In our study, Afro-Brazilian, Asian and Amerindian ethnic groups showed a significantly higher risk for leprosy detection, and/or late diagnosis. These results indicate possible inequalities in access to health services related to ethnicity [29]. Considering the scars produced by a society where Afro-Brazilians and Amerindians historically suffered from slavery and systematic oppression, until today the social position occupied by many keeps them in a condition of higher vulnerability to diseases, especially infectious diseases and more specifically neglected tropical diseases such as leprosy, schistosomiasis, Chagas’ disease, and leishmaniasis [30]. Interventions should be made prioritizing this population, since both ethnicities are very common in the state of Bahia [12], implying a priority attention, promoting equity of care and attention in the health network. In the context of social vulnerability, the control of leprosy should be based on broad social reforms considering the social determinants of health [29], contrary to the current political and social reality of the country based on fiscal austerity measures.

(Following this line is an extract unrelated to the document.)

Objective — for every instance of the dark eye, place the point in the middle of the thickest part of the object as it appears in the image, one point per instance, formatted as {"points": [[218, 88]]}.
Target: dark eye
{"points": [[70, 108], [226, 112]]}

The highest relative risk of occurrence of cases was observed in medium-sized cities, but more than half of the cases were registered in small cities. In the state of Bahia, in small-sized municipalities, there are usually no specialized services for leprosy available [31]. Therefore, in these areas, diagnosis and treatment also of complicated cases are strongly linked to primary health care [4]. Consequently, health professionals should be trained systematically to perform diagnosis, treatment and psychosocial rehabilitation of cases. However, several studies revealed operational difficulties of primary health services in the development of leprosy control measures [5,6,32], such as contact tracing [6]. Therefore, municipalities of medium and small size should be prioritized and must receive attention from State and Federal governments in order to strengthen regional support networks. A previous study from the state of Bahia revealed that from 2003 to 2014, only 47% of leprosy contacts were examined [5]. The proportion of cases diagnosed by contact tracing reduced from 18% in 2004 to 8% in 2014. It is important to focus on contact surveillance as a priority strategy for the control of leprosy, following the recommendation of the Brazilian Ministry of Health [1,4,5]. More than 80 municipalities of Bahia maintained high or very high detection rates in children, evidencing considerable ongoing transmission [4]. There are clear difficulties for timely diagnosis also in this age group. Diagnosis often requires the performance of specialists, given its clinical complexity especially in children. Similar scenarios have been identified in municipalities in other states and regions of Brazil [10]. A study carried out in the urban area of the capital city of Salvador, Bahia, recognized an increased risk of occurrence in children <15 years in 22 neighborhoods, with an average occurrence of at least 10 cases per 100,000 inhabitants [33]. Another longitudinal study in the state of Bahia revealed that although the general detection showed a tendency of reduction, in children <15 years, there was maintenance of detection rates for more than a decade [34].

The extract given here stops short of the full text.